La phytothérapie, pour les poissons aussi !

Phytothérapie – une médecine douce pour soigner nos poissons

Après plusieurs heures de recherche sur Internet, dans les livres et revue spécialisées, j’ai finalement réussi à glaner quelques informations, pas assez à mon goût mais je souhaite quand même partager avec vous le fruit de mes recherches … ça nous change de l’allopathie que tout le monde connait et qui malheureusement utilise pas mal de produits chimiques et qui selon moi n’est pas forcément bénéfique pour notre organisme.

Parfois, malheureusement nous n’avons pas le choix et il nous faut suivre des traitements dits traditionnels.

Qu’est-ce que la médecine douce ?

C’est une médecine alternative à la médecine allopathie et qui est dîtes naturelle.
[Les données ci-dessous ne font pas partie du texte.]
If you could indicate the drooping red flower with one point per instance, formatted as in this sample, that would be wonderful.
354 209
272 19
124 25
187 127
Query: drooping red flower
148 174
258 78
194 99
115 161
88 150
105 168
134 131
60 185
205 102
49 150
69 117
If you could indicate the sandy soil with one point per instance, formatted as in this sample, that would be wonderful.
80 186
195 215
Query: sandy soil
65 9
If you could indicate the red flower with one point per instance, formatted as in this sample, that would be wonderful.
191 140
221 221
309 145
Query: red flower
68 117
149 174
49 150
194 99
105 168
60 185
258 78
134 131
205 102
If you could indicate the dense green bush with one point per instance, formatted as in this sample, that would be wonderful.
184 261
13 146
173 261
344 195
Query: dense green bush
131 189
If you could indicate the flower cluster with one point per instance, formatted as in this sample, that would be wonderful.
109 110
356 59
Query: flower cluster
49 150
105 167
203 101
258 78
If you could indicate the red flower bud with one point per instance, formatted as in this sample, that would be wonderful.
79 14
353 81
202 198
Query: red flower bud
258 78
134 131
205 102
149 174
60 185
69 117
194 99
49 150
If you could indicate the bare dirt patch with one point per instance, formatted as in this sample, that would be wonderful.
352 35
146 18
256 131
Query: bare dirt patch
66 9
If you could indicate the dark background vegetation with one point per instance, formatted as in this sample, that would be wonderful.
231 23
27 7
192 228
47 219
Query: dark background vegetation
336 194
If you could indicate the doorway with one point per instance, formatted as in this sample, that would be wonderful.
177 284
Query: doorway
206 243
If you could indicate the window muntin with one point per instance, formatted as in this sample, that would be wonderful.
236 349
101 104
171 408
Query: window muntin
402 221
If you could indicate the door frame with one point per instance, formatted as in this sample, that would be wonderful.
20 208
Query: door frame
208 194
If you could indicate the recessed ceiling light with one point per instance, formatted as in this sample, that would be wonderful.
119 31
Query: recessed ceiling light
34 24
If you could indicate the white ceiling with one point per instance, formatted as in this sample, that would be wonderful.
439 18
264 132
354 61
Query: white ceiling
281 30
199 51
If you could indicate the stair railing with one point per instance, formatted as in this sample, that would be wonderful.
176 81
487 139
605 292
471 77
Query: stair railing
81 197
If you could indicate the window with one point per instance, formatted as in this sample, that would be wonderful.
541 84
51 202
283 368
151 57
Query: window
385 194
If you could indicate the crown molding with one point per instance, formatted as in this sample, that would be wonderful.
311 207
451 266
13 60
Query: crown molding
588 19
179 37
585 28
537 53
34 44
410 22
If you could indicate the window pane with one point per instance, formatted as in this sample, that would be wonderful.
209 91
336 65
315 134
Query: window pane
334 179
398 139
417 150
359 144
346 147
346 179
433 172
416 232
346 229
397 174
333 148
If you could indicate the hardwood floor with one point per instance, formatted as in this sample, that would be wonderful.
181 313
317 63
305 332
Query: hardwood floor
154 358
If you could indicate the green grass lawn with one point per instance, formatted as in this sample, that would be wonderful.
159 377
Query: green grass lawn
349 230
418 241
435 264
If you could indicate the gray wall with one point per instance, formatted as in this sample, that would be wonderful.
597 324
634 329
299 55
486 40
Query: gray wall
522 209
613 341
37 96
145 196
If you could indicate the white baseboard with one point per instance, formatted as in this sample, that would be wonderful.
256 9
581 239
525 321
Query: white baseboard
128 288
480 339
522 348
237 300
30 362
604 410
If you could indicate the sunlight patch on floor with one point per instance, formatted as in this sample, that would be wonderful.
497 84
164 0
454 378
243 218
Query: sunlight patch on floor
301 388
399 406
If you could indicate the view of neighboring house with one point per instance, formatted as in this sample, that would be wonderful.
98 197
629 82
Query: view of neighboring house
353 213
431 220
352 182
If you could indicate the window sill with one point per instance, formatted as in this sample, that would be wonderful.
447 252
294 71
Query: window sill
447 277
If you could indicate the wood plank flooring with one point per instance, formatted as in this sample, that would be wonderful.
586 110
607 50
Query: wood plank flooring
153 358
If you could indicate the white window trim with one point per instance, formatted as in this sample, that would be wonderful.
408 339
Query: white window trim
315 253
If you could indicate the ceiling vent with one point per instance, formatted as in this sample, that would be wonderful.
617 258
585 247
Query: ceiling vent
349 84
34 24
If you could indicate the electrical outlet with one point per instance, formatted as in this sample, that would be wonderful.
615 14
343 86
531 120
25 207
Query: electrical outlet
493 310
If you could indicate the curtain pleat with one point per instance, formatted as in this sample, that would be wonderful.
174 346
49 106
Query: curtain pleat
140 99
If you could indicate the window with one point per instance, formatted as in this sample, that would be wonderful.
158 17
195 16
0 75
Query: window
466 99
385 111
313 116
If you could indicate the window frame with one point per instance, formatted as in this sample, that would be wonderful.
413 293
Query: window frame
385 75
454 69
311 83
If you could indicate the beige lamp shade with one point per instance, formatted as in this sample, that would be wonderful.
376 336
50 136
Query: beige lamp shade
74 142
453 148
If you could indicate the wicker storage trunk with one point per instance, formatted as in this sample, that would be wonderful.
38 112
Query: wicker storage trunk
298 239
On utilise donc les vertus (préventives ou curatives) des plantes dîtes médicinales, celles-ci peuvent se situer dans les racines, les fruits, les bourgeons, les feuilles, l’écorce etc.
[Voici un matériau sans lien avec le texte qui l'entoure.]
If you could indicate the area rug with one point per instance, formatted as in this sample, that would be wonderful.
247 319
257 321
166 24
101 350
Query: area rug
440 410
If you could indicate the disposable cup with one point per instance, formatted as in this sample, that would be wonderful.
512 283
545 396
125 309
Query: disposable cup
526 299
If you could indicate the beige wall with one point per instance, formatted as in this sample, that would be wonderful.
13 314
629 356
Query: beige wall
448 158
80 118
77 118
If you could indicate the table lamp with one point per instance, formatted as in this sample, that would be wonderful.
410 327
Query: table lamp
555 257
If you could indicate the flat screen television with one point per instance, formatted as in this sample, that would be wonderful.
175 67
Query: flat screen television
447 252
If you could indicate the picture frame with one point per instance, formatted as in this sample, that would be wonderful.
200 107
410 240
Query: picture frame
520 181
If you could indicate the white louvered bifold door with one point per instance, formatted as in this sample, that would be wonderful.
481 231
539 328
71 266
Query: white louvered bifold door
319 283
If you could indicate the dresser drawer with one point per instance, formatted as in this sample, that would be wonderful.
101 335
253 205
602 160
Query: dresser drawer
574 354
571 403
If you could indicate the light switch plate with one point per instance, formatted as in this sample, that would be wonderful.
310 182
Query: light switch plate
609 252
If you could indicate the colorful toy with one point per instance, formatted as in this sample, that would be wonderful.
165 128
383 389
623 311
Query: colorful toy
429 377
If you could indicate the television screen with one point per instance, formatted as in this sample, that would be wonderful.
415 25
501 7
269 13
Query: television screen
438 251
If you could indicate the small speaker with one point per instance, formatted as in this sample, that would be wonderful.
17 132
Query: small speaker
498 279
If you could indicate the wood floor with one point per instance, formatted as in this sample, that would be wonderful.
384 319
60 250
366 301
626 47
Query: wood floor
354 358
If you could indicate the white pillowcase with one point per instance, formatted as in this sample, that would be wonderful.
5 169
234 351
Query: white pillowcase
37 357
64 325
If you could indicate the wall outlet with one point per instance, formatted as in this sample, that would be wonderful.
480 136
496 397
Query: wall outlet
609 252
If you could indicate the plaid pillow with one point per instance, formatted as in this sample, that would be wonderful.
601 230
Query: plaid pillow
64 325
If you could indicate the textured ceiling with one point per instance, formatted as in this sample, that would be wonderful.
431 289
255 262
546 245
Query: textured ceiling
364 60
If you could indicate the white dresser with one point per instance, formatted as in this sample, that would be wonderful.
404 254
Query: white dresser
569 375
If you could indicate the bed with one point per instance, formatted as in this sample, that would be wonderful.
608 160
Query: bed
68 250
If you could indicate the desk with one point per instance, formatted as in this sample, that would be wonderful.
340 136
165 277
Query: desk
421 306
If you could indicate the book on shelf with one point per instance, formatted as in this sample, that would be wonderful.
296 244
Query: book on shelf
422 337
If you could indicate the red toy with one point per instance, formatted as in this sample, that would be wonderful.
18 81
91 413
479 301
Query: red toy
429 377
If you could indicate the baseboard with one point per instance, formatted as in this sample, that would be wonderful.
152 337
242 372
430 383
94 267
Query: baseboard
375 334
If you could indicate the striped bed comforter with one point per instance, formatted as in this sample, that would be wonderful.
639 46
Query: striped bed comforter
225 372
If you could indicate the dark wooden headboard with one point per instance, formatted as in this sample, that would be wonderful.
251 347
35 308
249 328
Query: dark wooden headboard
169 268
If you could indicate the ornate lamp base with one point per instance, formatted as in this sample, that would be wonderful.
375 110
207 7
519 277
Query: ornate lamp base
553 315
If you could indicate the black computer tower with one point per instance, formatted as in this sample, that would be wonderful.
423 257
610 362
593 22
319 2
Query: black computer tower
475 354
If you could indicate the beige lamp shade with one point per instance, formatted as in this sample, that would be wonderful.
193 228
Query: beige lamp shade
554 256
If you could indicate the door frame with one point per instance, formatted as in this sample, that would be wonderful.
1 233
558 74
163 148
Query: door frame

On la trouve sous diverses formes : gélule, comprimé, granulés, teinture mère, huiles essentielles, eau florale, décoction, jus, cataplasme…

La médecine douce est très vaste, les plus connues sont la phytothérapie, l’homéopathie mais aussi la gemmothérapie, l’argilothérapie, l’acupuncture et bien d’autres encore.

Rassurez-vous il n’est pas question de vous proposer des bains de boues à pratiquer sur vos petits poissons ni vous apprendre à manier des aiguilles…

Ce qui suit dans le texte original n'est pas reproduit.